The data supporting it has not appeared yet.
Why Retail Investors Should Pay Attention
The conversation is especially relevant today because access to private markets is expanding.
Employees are selling shares.
Tender offers are becoming more common.
Funds are packaging exposure to private companies and offering it to a wider audience.
That sounds positive.
But investors should remember one important reality:
Not all private companies have the same level of liquidity or transparency.
The most popular names benefit from:
- Frequent transactions
- Greater media coverage
- More investor attention
- Better price discovery
Smaller private companies often have none of those advantages.
A valuation quoted for a thinly traded private company may not reflect what someone would actually pay in an open market.
That does not mean the opportunity is bad.

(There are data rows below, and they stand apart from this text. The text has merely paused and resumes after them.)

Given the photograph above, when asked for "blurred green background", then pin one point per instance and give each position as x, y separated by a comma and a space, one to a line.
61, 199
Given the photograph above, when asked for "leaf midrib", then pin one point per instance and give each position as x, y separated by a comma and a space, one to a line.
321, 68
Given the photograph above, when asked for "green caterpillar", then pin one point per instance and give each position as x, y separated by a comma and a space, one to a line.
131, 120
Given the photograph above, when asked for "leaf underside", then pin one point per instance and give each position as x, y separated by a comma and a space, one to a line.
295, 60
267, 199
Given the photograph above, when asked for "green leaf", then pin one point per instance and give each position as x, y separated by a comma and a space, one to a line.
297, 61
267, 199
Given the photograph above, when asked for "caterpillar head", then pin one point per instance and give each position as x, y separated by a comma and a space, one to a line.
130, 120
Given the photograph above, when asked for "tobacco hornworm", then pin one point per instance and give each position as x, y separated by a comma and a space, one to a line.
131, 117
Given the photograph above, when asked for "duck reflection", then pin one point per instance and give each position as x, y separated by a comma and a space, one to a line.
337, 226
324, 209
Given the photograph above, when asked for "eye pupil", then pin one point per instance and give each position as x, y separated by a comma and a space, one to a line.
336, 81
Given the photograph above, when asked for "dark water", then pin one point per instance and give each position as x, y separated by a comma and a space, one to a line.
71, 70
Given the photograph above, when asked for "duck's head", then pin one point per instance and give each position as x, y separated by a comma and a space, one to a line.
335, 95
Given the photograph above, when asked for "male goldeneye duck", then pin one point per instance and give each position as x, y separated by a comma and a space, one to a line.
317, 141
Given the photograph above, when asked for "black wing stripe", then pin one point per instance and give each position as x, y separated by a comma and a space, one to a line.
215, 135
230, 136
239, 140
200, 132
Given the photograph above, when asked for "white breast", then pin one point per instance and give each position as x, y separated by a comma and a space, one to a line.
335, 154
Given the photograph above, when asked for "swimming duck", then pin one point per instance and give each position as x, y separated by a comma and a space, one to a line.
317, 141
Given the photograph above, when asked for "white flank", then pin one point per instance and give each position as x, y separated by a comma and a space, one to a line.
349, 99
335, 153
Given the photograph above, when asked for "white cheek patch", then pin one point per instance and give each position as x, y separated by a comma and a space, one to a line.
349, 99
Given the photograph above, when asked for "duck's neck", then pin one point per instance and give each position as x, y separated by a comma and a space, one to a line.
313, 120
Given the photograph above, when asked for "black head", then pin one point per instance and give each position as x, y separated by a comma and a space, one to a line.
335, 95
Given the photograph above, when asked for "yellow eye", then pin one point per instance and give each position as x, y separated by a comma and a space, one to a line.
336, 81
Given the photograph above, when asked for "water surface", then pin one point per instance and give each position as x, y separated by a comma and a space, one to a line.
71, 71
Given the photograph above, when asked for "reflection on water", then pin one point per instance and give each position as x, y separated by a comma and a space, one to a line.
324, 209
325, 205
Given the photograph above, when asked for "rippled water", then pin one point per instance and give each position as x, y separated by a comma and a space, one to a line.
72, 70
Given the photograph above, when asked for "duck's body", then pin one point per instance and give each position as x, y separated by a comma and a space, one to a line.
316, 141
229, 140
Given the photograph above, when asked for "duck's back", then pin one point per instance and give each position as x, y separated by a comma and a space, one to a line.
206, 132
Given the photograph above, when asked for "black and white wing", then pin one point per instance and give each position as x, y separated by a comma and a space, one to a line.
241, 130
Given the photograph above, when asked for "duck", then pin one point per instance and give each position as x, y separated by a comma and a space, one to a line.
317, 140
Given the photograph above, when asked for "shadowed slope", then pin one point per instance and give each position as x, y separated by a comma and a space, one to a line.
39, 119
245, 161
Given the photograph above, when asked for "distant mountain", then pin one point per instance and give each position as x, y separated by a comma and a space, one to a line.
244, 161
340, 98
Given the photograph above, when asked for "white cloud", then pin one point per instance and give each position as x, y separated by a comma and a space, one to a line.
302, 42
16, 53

It simply means investors need to understand the difference between a well-established private market leader and a lesser-known company with limited trading activity.
The Bigger Lesson
The growth of secondary markets is real.
The demand is real.
The opportunity is real.
But the market remains more concentrated than many investors realize.
SpaceX’s IPO shines a spotlight on a question that private market participants will face repeatedly over the next few years:
Can the next generation of private companies replace the liquidity and attention generated by today’s giants?
For now, the evidence suggests that concentration remains the defining feature of the market.
The top names continue to dominate trading activity.
New entrants remain relatively scarce.
That may eventually change.
But today’s data tells a simple story:
The private secondary market is getting bigger. Whether it is getting broader remains an open question.
As SpaceX begins its life as a public company, investors will be watching closely to see who becomes the next major name on the private market tape.